Lightly oil a container and gently lift the dough into the container. Cover and let rest for 30 minutes. You are now ready to begin your bulk fermentation process!

9:40 am #1 Coil Fold

Perform the first coil fold. Cover the dough and rest for 30 minutes. You will be doing 6 coil fold in total from here on with 30 minutes resting in between until the last coil fold #6.

10:10 am #2 Coil Fold

(30 minutes later)

Perform the second coil fold. Cover and rest for 30 minutes

10:40 am #3Coil Fold

(30 minutes later)

Perform the third coil fold. Cover and rest for 30 minutes

11:10 am #4 Coil Fold

(30 minutes Later)

Perform the fourth coil fold. Cover and rest for 30 minutes

11:40 pm #5 Coil Fold

(30minutes later)

Perform the fifth coil fold. Cover and rest for 30 minutes.

12: 10 pm #6 Coil Fold

(30 minutes later)

Perform the sixth and last coil fold. Cover and rest untouched for the rest of the fermentation time for 2 hours at room temperature.

2 :20 pm Final shaping

(2 hours later)

Pre shape the dough in to a boule and place into a well dusted banneton basket. Cover and let it rest for another hour at room temperature.

3:30 pm Retard

(1 hour later)

Place the proofing basket into the fridge and retard to sourdough overnight to up to 18 hours.

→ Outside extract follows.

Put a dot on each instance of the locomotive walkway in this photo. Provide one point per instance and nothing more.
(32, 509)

6:30 am Pre heating the oven

(15 hours later)

Place the cast iron pot with the lid into the oven and pre heat the oven to 210 °C for 1 hour.

6:30 am Scoring and baking

When the oven is ready, remove the sourdough from the fridge. Carefully tilt the sourdough to release it from the proofing basket with the seam side underneath onto a parchment paper. Dust the top with some baker's flour (optional) and score. Transfer the dough onto the cast iron pot and place the lid over with a slight gap. Spray generously into the gap with some water then seal the lid tight.

Bake the sourdough with the lid intact in the pre heated oven for 20 minutes then remove the lid and bake for a further 30 to 40 minutes or until the desirable crust colour is achieved.

Once baked, remove the sourdough from the cast iron pot together with the parchment paper and allow for it to fully cool on a wire rack for 2 hours before cutting.